In Darmstadt, Germany, we had the good luck to be hosted by the Eurythmy group director’s friends Jens and Julia. Jens is a freelanceĀ  graphic artist and Julia is a Waldorf teacher. They live with their children in a rural village outside Darmstadt. Their house is 250 years old and they restored it themselves with insulated windows and modern appliances, but it feels old in a very pleasant way. Here’s their front yard, with the house on the left and the barn on the right:

Here areĀ  Jens and Julia’s children, who kept running away and hiding when their parents tried to introduce them to us:

And one of their horses, which shared the barn with a sheep and a goat (more on them later):

And their children’s riding toys:

And a few of the local houses, to give you a sense of the Otzberg scene:

But back to the goat. Jens and Julia own a goat and a sheep, both of which we took for a walk up to the local medieval fortress, which crowns a hill about two miles from their house. Here’s a view of the castle (photo by Otzberg on Flickr.com):How, you ask, do you walk a goat? Or a sheep? Answer: with a dog leash and a lot of determination. The leash is to keep them from eating the neighbors’ flowers, which are a tremendous temptation if you are a goat or a sheep. The determination is needed to make the goat do what you want instead of what she wants. (Goats are not natural cooperators. This goat’s impulse control reminded me a little bit of a teenager’s.)

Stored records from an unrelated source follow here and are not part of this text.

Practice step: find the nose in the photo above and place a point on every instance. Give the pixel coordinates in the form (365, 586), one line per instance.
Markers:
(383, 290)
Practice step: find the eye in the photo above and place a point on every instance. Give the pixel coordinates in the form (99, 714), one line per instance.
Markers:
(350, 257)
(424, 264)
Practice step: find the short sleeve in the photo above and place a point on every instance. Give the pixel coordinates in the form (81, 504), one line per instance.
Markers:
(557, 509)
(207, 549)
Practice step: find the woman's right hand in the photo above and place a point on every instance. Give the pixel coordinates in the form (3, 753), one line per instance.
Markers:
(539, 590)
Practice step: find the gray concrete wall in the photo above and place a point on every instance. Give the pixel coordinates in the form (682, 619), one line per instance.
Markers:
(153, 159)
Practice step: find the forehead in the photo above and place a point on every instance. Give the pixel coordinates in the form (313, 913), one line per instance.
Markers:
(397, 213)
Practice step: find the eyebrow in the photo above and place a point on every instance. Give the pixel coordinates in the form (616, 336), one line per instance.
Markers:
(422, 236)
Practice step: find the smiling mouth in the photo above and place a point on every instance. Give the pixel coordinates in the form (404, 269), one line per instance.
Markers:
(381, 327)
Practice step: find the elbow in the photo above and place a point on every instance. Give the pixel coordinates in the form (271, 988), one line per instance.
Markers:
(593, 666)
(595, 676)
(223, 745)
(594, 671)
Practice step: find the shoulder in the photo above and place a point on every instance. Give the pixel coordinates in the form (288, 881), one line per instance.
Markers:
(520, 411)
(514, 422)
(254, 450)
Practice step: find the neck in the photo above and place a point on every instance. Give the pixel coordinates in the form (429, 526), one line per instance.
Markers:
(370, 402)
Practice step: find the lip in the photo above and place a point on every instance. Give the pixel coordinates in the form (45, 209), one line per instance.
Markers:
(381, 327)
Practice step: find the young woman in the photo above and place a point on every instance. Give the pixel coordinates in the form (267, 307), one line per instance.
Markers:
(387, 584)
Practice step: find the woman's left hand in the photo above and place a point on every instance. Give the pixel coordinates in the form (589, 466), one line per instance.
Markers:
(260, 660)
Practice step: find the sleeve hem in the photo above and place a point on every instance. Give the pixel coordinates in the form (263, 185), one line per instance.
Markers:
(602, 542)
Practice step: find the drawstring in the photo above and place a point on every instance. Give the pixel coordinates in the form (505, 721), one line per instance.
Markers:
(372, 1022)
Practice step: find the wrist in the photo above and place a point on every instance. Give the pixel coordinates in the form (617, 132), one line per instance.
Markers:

But even the goat was fun to walk with. Once we got out of the village into farm country, we didn’t even use the leash. The goat and sheep went free and followed us like a couple of dogs. But first, we ran into a little sheep herding adventure. One of the neighbors was moving his flock from one side of the village to the other, and we were pressed into service to help herd the sheep in the right direction. There they go! The shepherd is the one riding the bike.

After that exciting interlude, we headed up to the fortress, stopping along the way to pick cherries from trees that were loaded with ripe fruit. It was like hiking in Eden, with ripe greenness all around us. Rain kept threatening, but never really fell. The glowering sky made the whitewashed church look even more beautiful:

When we reached the castle, the goat and sheep had to be forcibly restrained from trying to climb up the rickety stairs to the top of the fortress tower. Their owner went up to the top, and just like dogs, they wanted to go where he went. The sheep wasn’t too hard to persuade, but the goat was very strong and did not want to take “No” for an answer.

On the way back down, we met this little citizen, who smiled non-stop but declined to pet our menagerie:

Then we stopped at a farmer’s house to order some hay for Jens’ animals and met these charming little pigs, who were very anxious to say hello:

Then we hiked the rest of the way down and had a dinner of homemade vegetarian pizza made by Julia. The children kept popping out to pick fresh raspberries from the garden and put them on our dinner plates.

It’s hard to think of a better way to spend a day.